Falcons are hooded to keep them calm. A falcon's sight is much more acute than a human being's, which means the bird responds strongly to visual stimulus. Despite our decidedly inferior vision, we humans have the same inclinations. We chase distractions as if they were squirrels and mice, dashing here and there. Catch a Facebook post, pounce on an email.
The lady of the Two of Swords may be hooded, but she is hardly deceived. She has chosen the blindfold, chosen her weapons, though she is not holding them in an offensive manner. A blend of gracefulness and tension, the woman of this card is often pictured seated, with a dark body of water behind her, the moon hanging in the twilight sky. This is a challenging pose to manage, sitting poised and ready, feet flat on the ground—the swords are long, probably heavy, definitely sharp. It takes talent and skill and concentration.
The Two of Swords is a slice of edge magic, when circumstances balance on the thin clear line between yes and no, left and right, go or stay. Its power lies in its either/or aspects, and in its ability to inhabit both outcomes simultaneously until our choice unfolds into one reality, allowing the other reality to slip into the realm of "what might have been." It is the Schrodinger's Cat of magical phases, one that occupies the overlapping territory where decision and destiny meet.

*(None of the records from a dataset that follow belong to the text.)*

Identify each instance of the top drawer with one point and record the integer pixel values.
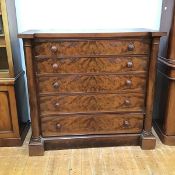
(63, 48)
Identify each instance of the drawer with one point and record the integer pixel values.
(88, 65)
(91, 83)
(91, 103)
(91, 124)
(74, 48)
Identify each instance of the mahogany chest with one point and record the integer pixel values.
(90, 89)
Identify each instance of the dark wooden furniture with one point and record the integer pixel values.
(91, 89)
(164, 114)
(13, 103)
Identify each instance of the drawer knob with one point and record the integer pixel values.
(55, 66)
(128, 82)
(130, 64)
(130, 47)
(58, 126)
(125, 123)
(57, 105)
(54, 49)
(127, 102)
(56, 85)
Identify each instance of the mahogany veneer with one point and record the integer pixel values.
(91, 89)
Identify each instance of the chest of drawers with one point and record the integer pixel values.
(90, 89)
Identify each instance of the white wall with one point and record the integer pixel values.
(88, 14)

This week, find your equipose, a temporary balance of force and interest. You'll find it where action and receptivity intercept, in a separate place that is nonetheless exactly where you already are. As you balance your talents and energies, as you pull away from the need to react and wait only for the time to act, you will discover what Waite called "concord in a state of arms."
What does it mean for your creativity, finding your equipose? It means to make your choices this week from a place of stillness and balance, not bustle and grasping. Yes, your to-do list may be long, but there is a reason each item is on there—you brought each item into your life. Before you engage, pull away from activity, plant your feet, arrange your swords in the proper manner...and contemplate the power of choosing. And then, when you are ready, make your move. An entire universe will be extinguished when you do, and an entirely new universe will flare into being.
May your edge magic be strong this week. May your swords swing quick and true.